霞が関通信

アーバンサーチ&レスキュー

自治省消防庁救急救助課

(プレホスピタルケア 10:3 25号 70-73, 1997)


 災害による被災者の救命率を高めていくためには、救助、救急、医療の連携を図っていくことが大切である。本稿では、その1例として米国における災害時の都市検索救助システム(THE NATIONAL URBAN SEARCH & RESCUE RESPONSE SYSTEM)の仕組みを紹介することとしたい。

 1985年のメキシコ地震及び1988年のアルメニア地震において、崩壊した建物の内部に多くの人々が閉じ込められ、これらの人々を救出するには危険な被災現場で各分野の専門家と特殊な機器が必要であるとの提言が米国において出された。

 1989年のロマプリータ地震において、そのことが強く認識され、同年カリフォルニア州緊急災害対策局(OES)により、都市検索救助部隊(US&R隊)が創設された。

 1991年、17の州に設置された25の消防本部等の都市検索救助部隊に連邦危機管理庁(FEMA)が財政支援をすることにより、都市検索救助システムが構築された。

1 US&R 隊の配置

 FEMAにより全米17の州の25のUS&R隊がシステム化されている。なお、1997年中に2隊増やして27隊にする予定とのことである。

 

2 US&R隊の構成

 US&R隊の構成は、62人の専門家からなり、1つのポジションを2交替で31人が24時間活動できる体制がとられている。全体を管理するリーダー、スタッフの下に4つの機能に分類されたチームから構成される。

(1)部隊管理(6人)

 部隊リーダー、副リーダーと安全管理担当官(2人)、活動計画担当官(2人)からなり、部隊全体の管理、部隊運用の調整、活動

 計画の策定、安全配慮を行う。

(2)検索チーム(8人)

 マネージャー(2人)、救助犬による検索の専門家(4人)、機器による検索の専門家(2人)からなり、救助犬及び検索用の機器を用いて要救助者の検索を行う。

(3)救助チーム

 マネージャー(2人)と4つの救助小隊から構成される。1つの救助小隊は1人のリーダーと5人の救助専門家により編成され(24人)、装備を活用して要救助者を救出する。

 鉄筋で補強されたコンクリートを切断・分断することや突破口を作るといった能力を有する。

(4)医療チーム

 マネージャー(医師、2人)と看護婦またはパラメディックの医療専門家(4人)とから構成される。病院に運ばれる前に緊急医療を提供することになるが、クラッシュシンドロームの恐れのある要救助者へ対応、狭い空間に閉じ込められた要救助者への薬の投与といった対応が求められる。

(5)技術チーム

 マネージャー(2人)、構造物専門家(2人)、危険物専門家(2人)、吊上重機器専門家(2人)、技術情報専門家(2人)、通信専門家(2人)、兵たん専門家(4人)からなる。技術チームは全般的な検索・救助活動を支援する専門家集団で構成されている。その任務は、危険地域の評価、構造物の状況の評価、危険物の測定、被災者救助及び構造物安定化のための吊り上げ技術の提供、情報の整理、記録及び事後の分析、通信システムの管理・操作、装備備蓄等の管理(輸送・分配・保管)・調達、軍及び輸送担当官との調整などである。特に兵たん部門の重要性が再認識され、近年体制が強化されている。

 医療チームは、隊員及び要救助者の怪我、病気への対応、隊員の災害現場におけるストレスの解消、危険物にさらされた時の最小限の治療を行う。加えて、救助犬に対する手当も行う。

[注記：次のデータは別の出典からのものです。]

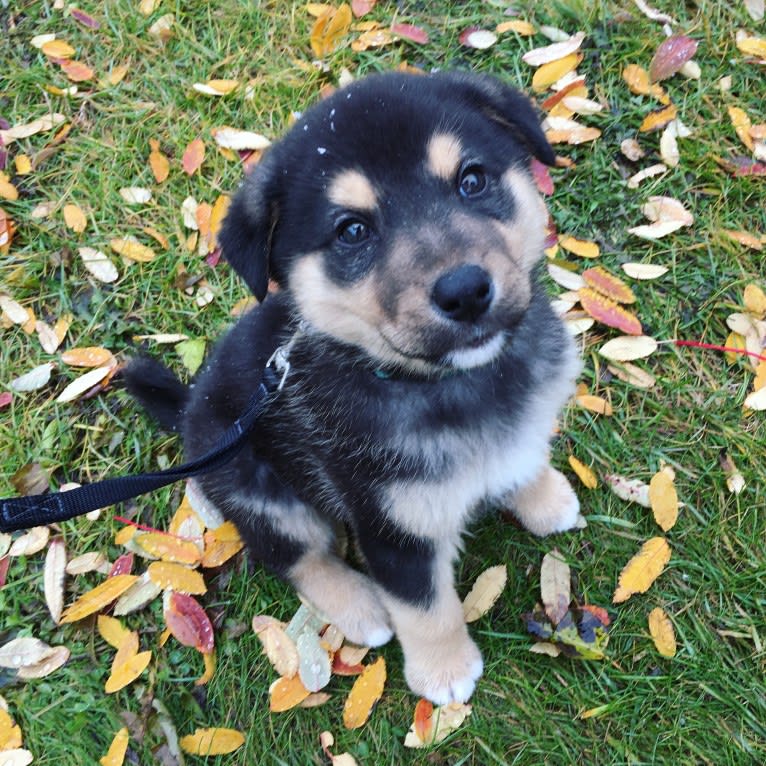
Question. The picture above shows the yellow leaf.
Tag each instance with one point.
(116, 753)
(169, 548)
(212, 741)
(127, 672)
(132, 249)
(112, 630)
(582, 247)
(585, 474)
(664, 499)
(286, 693)
(485, 592)
(549, 73)
(663, 635)
(755, 300)
(177, 577)
(643, 569)
(596, 404)
(365, 692)
(98, 598)
(329, 28)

 また、医療チームは、国家災害医療システム(National Disaster Medical System,NDMS)として編成される災害医療支援チーム(Disaster Medical Assistance Team,DMAT)の中の特殊なカテゴリーとみなされている。米国の場合、州によって医師等の資格が異なるが、DMATと指名されることによって、チームに参加する医師等に対して災害地での必要な資格が付与される。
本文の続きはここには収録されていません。